As reported in the Journal of Clinical Oncology by Roy S. Herbst, MD, PhD, and colleagues, long-term follow-up of patients with previously treated advanced programmed cell death ligand 1 (PD-L1)-positive non–small cell lung cancer (NSCLC) in the KEYNOTE-010 trial has shown a continued survival benefit with pembrolizumab vs docetaxel and the ability to obtain disease control with pembrolizumab retreatment.

Roy S. Herbst, MD, PhD

Study Details

The primary analysis from the trial showed improved overall survival with pembrolizumab vs docetaxel in patients with PD-L1 tumor proportion score (TPS) ≥ 50% and ≥ 1%. The current report evaluated long-term outcomes in study patients, including after 35 cycles/2 years or second-course pembrolizumab.

In the trial, 1,033 patients were randomly assigned to receive pembrolizumab (n = 690) for up to 35 cycles/2 years at 2 mg/kg (n = 344) or 10 mg/kg (n = 346) every 3 weeks or docetaxel at 75 mg/m² every 3 weeks (n = 343). Eligible patients with disease progression after 35 cycles/2 years of pembrolizumab could receive a second course of pembrolizumab for up to 17 cycles. In the current analysis, pembrolizumab dose groups were pooled, since no between-dose differences were observed in the primary analysis.

Long-Term Outcomes

After a median follow-up of 42.6 months (range = 35.2–53.2 months), the pembrolizumab group continued to exhibit significantly improved overall survival vs the docetaxel group in both the TPS ≥ 50% (hazard ratio [HR] = 0.53, P < .00001) and TPS ≥ 1% groups (HR = 0.69, P < .00001). For the two TPS groups, estimated 3-year overall survival rates were 34.5% vs 12.7% and 22.9% vs 11.0%. Estimated 3-year progression-free survival in the TPS groups was 21.9% vs 1.2% (HR = 0.57, P < .00001) and 12.7% vs 1.0% (HR = 0.83, P = .005). Overall, grade ≥ 3 treatment-related adverse events occurred in 16% of patients treated with pembrolizumab vs 37% of patients treated with docetaxel.

A total of 7 of 9 patients in the pembrolizumab group completed an initial 35 cycles/2 years of treatment. Objective response was observed in 75 patients (95%), and 48 (64%) had ongoing response at the end of treatment. Overall survival and progression-free survival rates at 12 months after treatment completion were 98.7% and 72.5%. Among these 79 patients, grade ≥ 3 treatment-related adverse events occurred in 17.7%.  

Retreatment Outcomes

A total of 14 patients received a second course of pembrolizumab, with 5 completing 17 cycles. Partial response was observed in six (43%) and stable disease in five (36%). As of data cutoff, 11 patients (78.6%) remained alive.
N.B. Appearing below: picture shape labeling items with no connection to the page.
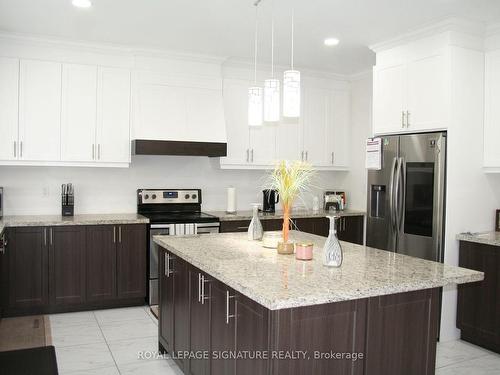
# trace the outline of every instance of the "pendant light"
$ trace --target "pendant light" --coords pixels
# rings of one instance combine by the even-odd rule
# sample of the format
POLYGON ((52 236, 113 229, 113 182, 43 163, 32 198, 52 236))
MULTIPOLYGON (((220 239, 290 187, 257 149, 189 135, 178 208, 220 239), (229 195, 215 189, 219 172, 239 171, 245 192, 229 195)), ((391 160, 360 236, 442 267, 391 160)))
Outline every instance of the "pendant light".
POLYGON ((255 5, 255 45, 254 45, 254 85, 248 89, 248 125, 262 126, 264 117, 264 92, 262 87, 257 86, 257 40, 258 40, 258 6, 260 0, 255 5))
POLYGON ((264 81, 264 121, 280 120, 280 81, 274 78, 274 1, 271 17, 271 78, 264 81))
POLYGON ((283 74, 283 117, 300 117, 300 72, 293 68, 294 16, 292 9, 291 69, 283 74))

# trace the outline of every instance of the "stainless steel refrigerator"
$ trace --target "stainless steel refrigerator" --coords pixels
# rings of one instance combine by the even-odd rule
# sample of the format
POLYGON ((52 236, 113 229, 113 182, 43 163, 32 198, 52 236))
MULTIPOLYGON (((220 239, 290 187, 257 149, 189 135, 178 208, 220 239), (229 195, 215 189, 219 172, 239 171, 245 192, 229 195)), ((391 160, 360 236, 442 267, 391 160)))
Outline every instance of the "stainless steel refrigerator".
POLYGON ((367 246, 443 261, 446 133, 382 137, 368 171, 367 246))

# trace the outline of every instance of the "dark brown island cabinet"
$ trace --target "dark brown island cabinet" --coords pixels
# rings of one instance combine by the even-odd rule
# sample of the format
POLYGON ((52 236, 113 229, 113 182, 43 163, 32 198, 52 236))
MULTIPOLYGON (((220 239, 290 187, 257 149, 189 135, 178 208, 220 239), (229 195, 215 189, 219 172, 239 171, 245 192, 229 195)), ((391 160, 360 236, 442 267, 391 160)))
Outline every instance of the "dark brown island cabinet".
POLYGON ((435 372, 437 289, 269 310, 159 249, 159 349, 184 374, 435 372))
POLYGON ((8 228, 2 316, 144 303, 144 224, 8 228))
POLYGON ((483 281, 458 286, 461 338, 500 353, 500 247, 460 241, 459 266, 484 272, 483 281))
MULTIPOLYGON (((262 219, 262 227, 265 231, 281 230, 283 221, 280 219, 262 219)), ((250 220, 221 221, 220 231, 222 233, 245 232, 248 230, 250 220)), ((297 218, 292 219, 292 229, 301 232, 328 237, 330 221, 326 217, 297 218)), ((337 220, 337 236, 339 240, 363 245, 364 216, 342 216, 337 220)))

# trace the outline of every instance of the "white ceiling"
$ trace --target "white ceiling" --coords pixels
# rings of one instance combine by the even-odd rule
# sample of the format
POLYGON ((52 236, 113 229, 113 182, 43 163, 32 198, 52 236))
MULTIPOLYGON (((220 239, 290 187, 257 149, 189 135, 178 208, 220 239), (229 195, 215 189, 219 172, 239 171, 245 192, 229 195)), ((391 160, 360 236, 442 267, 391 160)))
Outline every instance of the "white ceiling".
MULTIPOLYGON (((0 30, 90 42, 161 48, 234 59, 253 58, 254 0, 0 0, 0 30)), ((447 16, 493 23, 500 0, 263 0, 261 62, 270 61, 274 1, 276 61, 290 55, 290 5, 295 5, 298 66, 352 74, 369 69, 368 45, 447 16), (325 47, 325 37, 340 45, 325 47)))

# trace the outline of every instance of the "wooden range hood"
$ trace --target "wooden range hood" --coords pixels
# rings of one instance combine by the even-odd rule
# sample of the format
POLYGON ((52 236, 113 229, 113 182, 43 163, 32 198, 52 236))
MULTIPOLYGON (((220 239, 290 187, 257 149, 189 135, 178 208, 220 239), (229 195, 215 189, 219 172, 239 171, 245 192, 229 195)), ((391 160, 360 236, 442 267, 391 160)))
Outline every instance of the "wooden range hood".
POLYGON ((227 143, 135 139, 132 155, 227 156, 227 143))

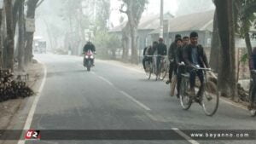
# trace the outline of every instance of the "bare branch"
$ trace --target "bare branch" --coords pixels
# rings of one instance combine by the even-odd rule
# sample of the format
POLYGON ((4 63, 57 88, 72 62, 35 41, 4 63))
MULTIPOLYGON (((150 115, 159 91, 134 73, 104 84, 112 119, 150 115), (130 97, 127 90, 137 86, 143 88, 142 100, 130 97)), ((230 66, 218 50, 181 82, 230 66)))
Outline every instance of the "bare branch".
POLYGON ((39 7, 39 6, 43 3, 44 1, 44 0, 41 0, 41 1, 37 4, 37 8, 39 7))

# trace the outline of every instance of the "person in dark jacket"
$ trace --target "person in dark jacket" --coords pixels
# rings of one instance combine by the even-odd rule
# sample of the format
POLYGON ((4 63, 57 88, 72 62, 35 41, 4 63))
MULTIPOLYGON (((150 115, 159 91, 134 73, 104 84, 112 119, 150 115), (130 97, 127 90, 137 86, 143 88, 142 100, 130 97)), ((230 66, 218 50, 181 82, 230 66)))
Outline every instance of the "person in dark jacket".
MULTIPOLYGON (((92 53, 96 52, 96 48, 91 42, 87 42, 83 49, 84 54, 87 53, 89 50, 90 50, 92 53)), ((84 58, 84 60, 85 59, 84 58)), ((94 66, 94 59, 92 60, 92 66, 94 66)))
MULTIPOLYGON (((178 66, 181 62, 183 62, 183 40, 181 38, 176 39, 176 45, 177 45, 177 49, 176 49, 176 54, 175 54, 175 62, 177 66, 176 69, 176 75, 177 75, 177 97, 179 98, 179 88, 180 88, 180 80, 181 80, 181 66, 178 66)), ((172 83, 172 84, 175 84, 175 83, 172 83)))
POLYGON ((182 74, 185 72, 185 66, 183 60, 183 49, 189 44, 189 37, 185 36, 183 39, 178 38, 177 45, 178 46, 176 52, 175 61, 177 63, 177 97, 179 98, 179 89, 182 80, 182 74), (182 45, 179 44, 178 41, 182 41, 182 45))
POLYGON ((195 77, 199 77, 201 82, 201 87, 197 95, 199 102, 201 101, 202 89, 204 89, 204 75, 203 71, 193 71, 194 67, 207 67, 209 68, 209 63, 204 49, 201 45, 198 44, 198 34, 195 32, 190 33, 190 43, 187 45, 183 49, 183 60, 188 66, 188 71, 190 74, 190 89, 189 95, 195 95, 195 77))
POLYGON ((152 61, 152 57, 148 56, 148 55, 154 55, 154 51, 156 49, 158 45, 157 42, 154 42, 152 45, 146 47, 143 50, 143 67, 144 69, 146 69, 146 61, 152 61))
POLYGON ((89 50, 91 50, 93 53, 96 52, 96 48, 91 42, 87 42, 87 43, 84 46, 84 53, 86 53, 89 50))
MULTIPOLYGON (((256 70, 256 47, 253 48, 253 50, 252 52, 251 56, 249 57, 249 68, 251 71, 255 71, 256 70)), ((253 78, 253 87, 250 88, 252 89, 252 95, 251 95, 251 101, 250 105, 248 106, 248 109, 252 110, 255 107, 255 94, 256 94, 256 73, 255 72, 251 72, 251 76, 253 78)))
POLYGON ((158 55, 156 59, 157 60, 156 67, 157 67, 157 73, 159 73, 160 60, 164 58, 163 56, 166 56, 167 55, 167 47, 164 43, 163 38, 159 38, 159 43, 157 45, 156 51, 154 51, 154 53, 155 52, 158 55))
POLYGON ((176 72, 177 65, 175 63, 175 54, 177 50, 177 43, 176 40, 178 38, 182 38, 180 34, 177 34, 175 36, 174 42, 172 43, 169 49, 168 49, 168 59, 170 61, 170 66, 169 66, 169 79, 166 81, 166 84, 169 84, 169 83, 172 83, 172 72, 176 72))
POLYGON ((149 49, 149 47, 150 47, 150 46, 144 48, 144 50, 143 50, 143 65, 144 70, 146 70, 146 61, 147 61, 148 59, 148 55, 146 55, 146 52, 147 52, 148 49, 149 49))

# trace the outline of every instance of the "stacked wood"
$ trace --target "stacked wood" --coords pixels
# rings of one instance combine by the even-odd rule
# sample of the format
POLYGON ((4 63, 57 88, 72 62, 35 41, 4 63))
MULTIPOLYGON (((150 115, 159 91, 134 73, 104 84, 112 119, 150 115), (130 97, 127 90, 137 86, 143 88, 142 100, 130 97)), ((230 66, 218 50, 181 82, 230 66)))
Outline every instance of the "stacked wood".
POLYGON ((0 101, 25 98, 33 94, 26 82, 14 79, 14 75, 9 71, 0 70, 0 101))

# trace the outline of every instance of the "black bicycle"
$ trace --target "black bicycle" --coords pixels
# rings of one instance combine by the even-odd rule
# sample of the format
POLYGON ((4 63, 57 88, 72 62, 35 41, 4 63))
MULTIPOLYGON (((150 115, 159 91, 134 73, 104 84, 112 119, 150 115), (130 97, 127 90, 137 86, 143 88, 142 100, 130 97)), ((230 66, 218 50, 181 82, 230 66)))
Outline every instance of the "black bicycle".
POLYGON ((183 110, 189 110, 193 102, 197 102, 202 107, 206 115, 212 116, 217 112, 218 107, 218 91, 215 84, 207 80, 207 72, 211 72, 212 70, 210 68, 194 67, 193 71, 200 70, 203 71, 204 75, 204 82, 201 84, 204 84, 204 89, 201 89, 201 101, 198 101, 198 97, 195 95, 189 95, 188 92, 189 89, 189 73, 183 73, 182 74, 179 89, 180 103, 183 110))
MULTIPOLYGON (((251 71, 253 78, 254 78, 255 75, 256 75, 256 70, 253 70, 251 71)), ((256 101, 255 101, 255 95, 253 95, 253 89, 254 86, 254 83, 253 83, 253 79, 251 78, 250 80, 250 90, 249 90, 249 97, 250 97, 250 102, 252 102, 253 105, 253 107, 249 108, 250 113, 252 117, 256 116, 256 101)))
POLYGON ((155 80, 164 80, 167 75, 168 63, 166 60, 166 56, 163 55, 154 55, 154 72, 155 74, 155 80), (159 59, 159 60, 158 60, 159 59), (159 61, 159 66, 157 66, 157 60, 159 61))
POLYGON ((148 55, 148 60, 145 61, 145 72, 147 78, 149 80, 154 70, 153 61, 152 61, 152 55, 148 55))

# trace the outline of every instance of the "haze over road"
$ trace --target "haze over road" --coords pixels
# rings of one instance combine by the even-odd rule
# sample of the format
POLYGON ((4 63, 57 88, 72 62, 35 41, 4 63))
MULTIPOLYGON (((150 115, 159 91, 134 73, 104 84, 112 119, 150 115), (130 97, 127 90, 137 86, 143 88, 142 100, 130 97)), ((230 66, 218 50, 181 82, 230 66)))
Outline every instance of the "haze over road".
MULTIPOLYGON (((96 60, 91 72, 83 58, 40 55, 47 78, 31 128, 34 130, 255 130, 246 110, 220 102, 213 117, 198 104, 182 110, 163 82, 117 63, 96 60)), ((253 143, 253 141, 86 141, 38 143, 253 143)), ((37 143, 27 141, 26 143, 37 143)))

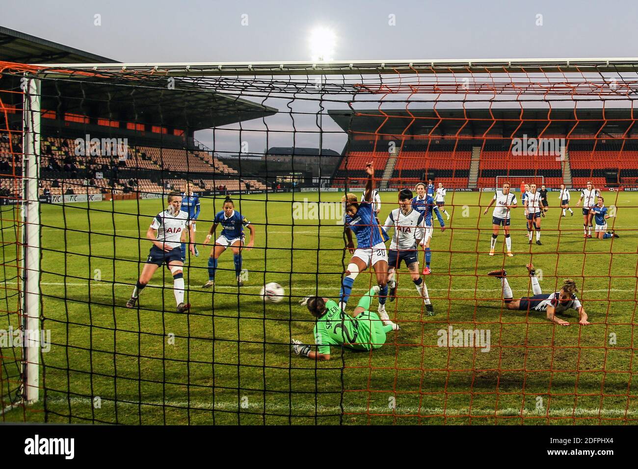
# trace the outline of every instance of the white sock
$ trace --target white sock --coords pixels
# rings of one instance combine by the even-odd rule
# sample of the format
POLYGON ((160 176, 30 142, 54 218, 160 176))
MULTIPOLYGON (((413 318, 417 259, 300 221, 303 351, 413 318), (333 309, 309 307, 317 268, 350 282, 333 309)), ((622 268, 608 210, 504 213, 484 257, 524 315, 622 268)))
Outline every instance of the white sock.
POLYGON ((427 287, 426 287, 426 283, 423 282, 420 285, 415 285, 417 287, 417 291, 419 292, 419 295, 423 299, 423 302, 426 304, 430 304, 430 295, 427 293, 427 287))
POLYGON ((503 298, 508 299, 514 297, 512 293, 512 288, 510 288, 510 284, 507 282, 507 279, 505 277, 501 279, 501 286, 503 287, 503 298))
POLYGON ((538 283, 538 279, 535 275, 531 277, 531 291, 535 295, 541 295, 543 293, 543 290, 540 289, 540 284, 538 283))
POLYGON ((175 301, 177 306, 184 302, 184 279, 176 278, 173 281, 173 293, 175 294, 175 301))

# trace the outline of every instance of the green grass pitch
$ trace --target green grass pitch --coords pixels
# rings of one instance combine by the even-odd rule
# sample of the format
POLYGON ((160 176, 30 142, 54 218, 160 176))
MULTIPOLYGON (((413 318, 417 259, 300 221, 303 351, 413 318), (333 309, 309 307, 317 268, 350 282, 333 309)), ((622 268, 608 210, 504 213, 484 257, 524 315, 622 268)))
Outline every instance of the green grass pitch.
MULTIPOLYGON (((577 193, 574 215, 565 218, 559 216, 555 194, 550 193, 550 211, 542 219, 541 246, 528 244, 523 209, 514 211, 516 255, 508 258, 502 233, 496 255, 487 253, 491 210, 484 216, 477 205, 486 206, 492 194, 449 193, 451 229, 435 229, 433 274, 425 278, 436 315, 424 314, 404 274, 399 297, 387 306, 401 331, 373 353, 333 348, 332 359, 320 363, 290 351, 291 338, 312 339, 312 318, 297 301, 315 294, 336 297, 350 255, 344 254, 343 227, 334 220, 320 225, 293 220, 292 194, 269 194, 267 202, 264 195, 237 199, 235 208, 257 230, 255 248, 244 253, 249 280, 241 290, 234 286, 227 251, 214 294, 203 290, 210 249, 200 246, 184 272, 193 305, 188 315, 175 312, 166 269, 140 295, 138 310, 124 307, 151 246, 139 237, 165 200, 91 203, 90 210, 86 204, 43 205, 42 327, 50 331, 51 341, 41 354, 45 389, 39 403, 3 419, 42 421, 46 396, 47 420, 54 422, 635 423, 638 209, 632 207, 638 194, 605 192, 607 205, 618 207, 610 228, 621 237, 586 243, 577 193), (545 292, 563 278, 577 281, 592 325, 574 325, 573 313, 567 318, 572 325, 560 327, 543 313, 503 309, 499 283, 485 274, 505 267, 515 297, 531 295, 524 267, 530 260, 542 271, 545 292), (265 305, 258 294, 269 281, 281 284, 290 298, 265 305), (438 346, 438 331, 450 324, 489 330, 489 352, 438 346)), ((322 200, 339 197, 324 193, 322 200)), ((396 197, 382 193, 382 222, 396 197)), ((294 195, 298 202, 304 198, 316 200, 318 194, 294 195)), ((202 199, 198 242, 210 226, 204 220, 221 203, 202 199)), ((5 227, 13 217, 7 210, 5 227)), ((11 230, 3 233, 10 241, 11 230)), ((15 251, 5 244, 5 260, 15 251)), ((13 275, 5 267, 8 288, 16 287, 13 275)), ((359 275, 350 311, 371 285, 369 273, 359 275)), ((11 364, 5 360, 3 366, 11 364)))

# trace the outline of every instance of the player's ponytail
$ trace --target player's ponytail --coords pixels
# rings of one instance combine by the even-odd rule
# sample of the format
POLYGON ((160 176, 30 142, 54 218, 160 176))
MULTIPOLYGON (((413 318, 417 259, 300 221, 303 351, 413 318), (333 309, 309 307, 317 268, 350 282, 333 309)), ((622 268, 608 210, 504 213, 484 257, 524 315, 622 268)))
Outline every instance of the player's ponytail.
POLYGON ((325 310, 325 302, 321 297, 310 297, 308 299, 308 302, 306 303, 306 306, 308 308, 308 311, 310 311, 310 314, 315 318, 320 318, 323 315, 323 312, 325 310))
POLYGON ((563 291, 570 297, 573 297, 577 293, 578 293, 578 288, 576 287, 576 282, 570 278, 565 279, 564 283, 563 283, 563 291))
POLYGON ((406 198, 413 198, 414 196, 412 194, 412 191, 410 189, 401 189, 399 191, 399 200, 405 200, 406 198))

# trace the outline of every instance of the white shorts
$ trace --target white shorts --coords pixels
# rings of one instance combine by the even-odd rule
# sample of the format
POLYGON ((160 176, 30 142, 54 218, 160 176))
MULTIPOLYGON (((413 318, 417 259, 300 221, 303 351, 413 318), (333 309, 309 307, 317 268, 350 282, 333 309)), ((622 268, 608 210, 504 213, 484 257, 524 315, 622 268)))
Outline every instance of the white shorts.
POLYGON ((432 235, 434 234, 434 227, 426 227, 426 233, 423 235, 423 241, 421 241, 424 244, 427 242, 427 240, 432 238, 432 235))
POLYGON ((225 248, 228 248, 229 246, 232 245, 233 243, 237 241, 241 241, 242 242, 243 242, 245 239, 246 237, 244 236, 243 235, 242 235, 239 238, 233 238, 232 239, 228 239, 223 235, 221 235, 221 236, 219 236, 219 237, 218 237, 217 239, 215 240, 215 244, 221 244, 221 246, 224 246, 225 248))
POLYGON ((383 242, 380 242, 372 248, 357 249, 352 257, 359 258, 366 263, 366 265, 374 265, 380 260, 388 262, 388 251, 385 244, 383 242))

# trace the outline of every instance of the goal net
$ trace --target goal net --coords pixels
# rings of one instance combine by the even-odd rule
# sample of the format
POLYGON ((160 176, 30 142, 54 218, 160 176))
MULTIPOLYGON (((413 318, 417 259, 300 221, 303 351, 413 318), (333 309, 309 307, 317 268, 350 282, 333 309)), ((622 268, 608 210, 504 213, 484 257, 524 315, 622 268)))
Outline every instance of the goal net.
POLYGON ((635 422, 632 67, 0 63, 2 419, 635 422))

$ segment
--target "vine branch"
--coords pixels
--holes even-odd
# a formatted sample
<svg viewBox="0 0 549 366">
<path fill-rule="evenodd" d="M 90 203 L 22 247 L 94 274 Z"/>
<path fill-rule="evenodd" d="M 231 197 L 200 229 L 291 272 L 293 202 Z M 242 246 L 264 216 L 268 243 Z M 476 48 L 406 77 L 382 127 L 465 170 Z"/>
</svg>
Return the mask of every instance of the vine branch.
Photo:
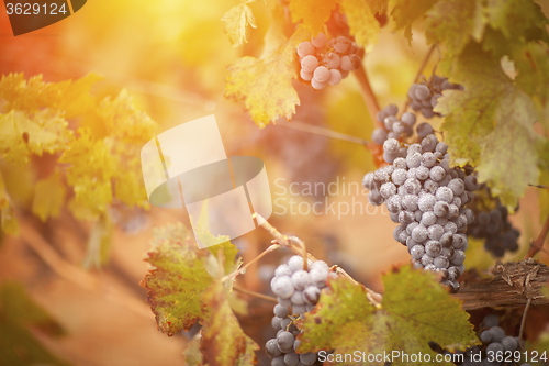
<svg viewBox="0 0 549 366">
<path fill-rule="evenodd" d="M 526 254 L 525 259 L 531 258 L 533 256 L 538 254 L 539 251 L 542 251 L 544 243 L 546 241 L 548 232 L 549 232 L 549 215 L 547 215 L 546 223 L 544 224 L 544 228 L 541 228 L 541 232 L 539 233 L 536 241 L 534 242 L 530 241 L 530 249 L 528 251 L 528 254 Z"/>
<path fill-rule="evenodd" d="M 382 123 L 378 121 L 376 114 L 379 112 L 379 104 L 376 96 L 373 93 L 372 88 L 370 87 L 370 81 L 368 80 L 368 75 L 366 74 L 366 68 L 363 64 L 360 64 L 360 67 L 355 70 L 355 76 L 357 78 L 358 84 L 360 85 L 360 93 L 366 103 L 366 108 L 370 113 L 370 118 L 373 121 L 373 124 L 378 127 L 382 127 Z"/>
<path fill-rule="evenodd" d="M 427 53 L 425 54 L 425 57 L 423 58 L 422 64 L 419 65 L 419 68 L 417 69 L 417 73 L 414 77 L 414 81 L 412 81 L 412 84 L 416 84 L 417 80 L 419 80 L 419 76 L 422 76 L 423 69 L 425 68 L 425 66 L 427 66 L 427 63 L 429 62 L 430 55 L 433 55 L 433 52 L 435 51 L 436 47 L 437 47 L 437 45 L 434 44 L 433 46 L 430 46 L 429 51 L 427 51 Z M 410 106 L 410 97 L 406 95 L 406 101 L 404 102 L 404 106 L 402 106 L 401 110 L 399 111 L 399 119 L 402 117 L 402 113 L 404 113 L 406 111 L 408 106 Z"/>
</svg>

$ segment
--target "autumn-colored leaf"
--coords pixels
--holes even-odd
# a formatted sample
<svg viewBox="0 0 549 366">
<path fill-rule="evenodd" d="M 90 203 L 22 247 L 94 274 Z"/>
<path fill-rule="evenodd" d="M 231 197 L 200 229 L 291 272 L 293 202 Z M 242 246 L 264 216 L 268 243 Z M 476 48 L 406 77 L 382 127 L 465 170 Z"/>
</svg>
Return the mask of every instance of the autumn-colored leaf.
<svg viewBox="0 0 549 366">
<path fill-rule="evenodd" d="M 229 249 L 224 249 L 224 253 L 236 255 Z M 189 230 L 181 223 L 157 229 L 153 249 L 145 260 L 154 269 L 142 280 L 142 286 L 148 290 L 147 301 L 156 315 L 158 330 L 173 335 L 208 317 L 202 293 L 216 275 L 210 267 L 216 258 L 206 249 L 199 251 Z M 234 263 L 235 257 L 227 257 L 226 260 Z"/>
<path fill-rule="evenodd" d="M 43 222 L 51 217 L 57 217 L 65 204 L 66 195 L 67 189 L 60 173 L 55 170 L 34 186 L 33 213 Z"/>
<path fill-rule="evenodd" d="M 310 33 L 300 26 L 288 40 L 273 22 L 260 58 L 246 56 L 227 67 L 225 97 L 244 100 L 245 109 L 259 127 L 280 117 L 291 119 L 295 113 L 300 103 L 292 86 L 296 77 L 295 47 L 309 37 Z"/>
<path fill-rule="evenodd" d="M 303 26 L 313 35 L 323 31 L 324 23 L 329 20 L 332 11 L 339 0 L 290 0 L 292 21 L 298 23 L 303 20 Z"/>
<path fill-rule="evenodd" d="M 225 287 L 214 281 L 202 295 L 209 318 L 202 328 L 200 350 L 210 366 L 253 365 L 259 347 L 244 334 L 228 304 Z"/>
<path fill-rule="evenodd" d="M 377 8 L 372 9 L 368 0 L 340 0 L 340 5 L 347 15 L 350 33 L 355 36 L 357 44 L 370 51 L 378 43 L 380 32 L 379 22 L 373 15 L 384 7 L 373 3 Z"/>
<path fill-rule="evenodd" d="M 80 219 L 93 219 L 112 202 L 115 163 L 103 141 L 96 140 L 87 129 L 78 132 L 78 138 L 69 144 L 59 163 L 69 165 L 66 176 L 75 191 L 72 204 L 87 208 L 90 217 L 82 217 L 83 211 L 72 212 Z"/>
<path fill-rule="evenodd" d="M 316 310 L 302 322 L 300 352 L 335 348 L 334 354 L 383 354 L 401 352 L 435 354 L 428 342 L 447 348 L 478 344 L 469 314 L 458 300 L 436 281 L 435 276 L 404 266 L 383 276 L 384 295 L 378 309 L 368 302 L 366 290 L 346 278 L 330 280 Z M 352 334 L 352 336 L 349 336 Z M 348 361 L 348 359 L 347 359 Z M 355 365 L 336 362 L 334 365 Z M 406 365 L 393 359 L 392 365 Z M 415 365 L 432 365 L 417 362 Z M 377 365 L 366 361 L 363 365 Z"/>
<path fill-rule="evenodd" d="M 254 1 L 243 0 L 240 4 L 231 8 L 221 19 L 225 23 L 223 31 L 227 34 L 228 41 L 231 41 L 234 47 L 242 46 L 248 42 L 246 40 L 246 27 L 248 25 L 254 29 L 257 27 L 256 18 L 248 7 L 248 3 Z"/>
<path fill-rule="evenodd" d="M 65 148 L 72 132 L 59 112 L 44 109 L 27 115 L 12 110 L 0 114 L 0 156 L 19 165 L 30 156 L 42 156 Z"/>
</svg>

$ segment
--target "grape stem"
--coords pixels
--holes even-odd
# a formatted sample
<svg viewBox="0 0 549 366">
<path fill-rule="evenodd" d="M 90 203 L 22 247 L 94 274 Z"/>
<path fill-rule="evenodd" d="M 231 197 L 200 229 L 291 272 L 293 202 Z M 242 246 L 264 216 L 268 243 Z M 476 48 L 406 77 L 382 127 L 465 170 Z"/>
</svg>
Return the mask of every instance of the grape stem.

The investigators concluded, “Pembrolizumab provided long-term [overall survival] benefit over docetaxel, with manageable safety, durable responses among patients receiving 2 years of treatment, and disease control with second-course treatment, further supporting pembrolizumab for previously treated, PD-L1‒expressing advanced NSCLC.”

Dr. Herbst, of Yale Cancer Center, is the corresponding author for the Journal of Clinical Oncology article.

Disclosure: The study was funded by Merck Sharp & Dohme, a subsidiary of Merck. For full disclosures of the study authors, visit ascopubs.org.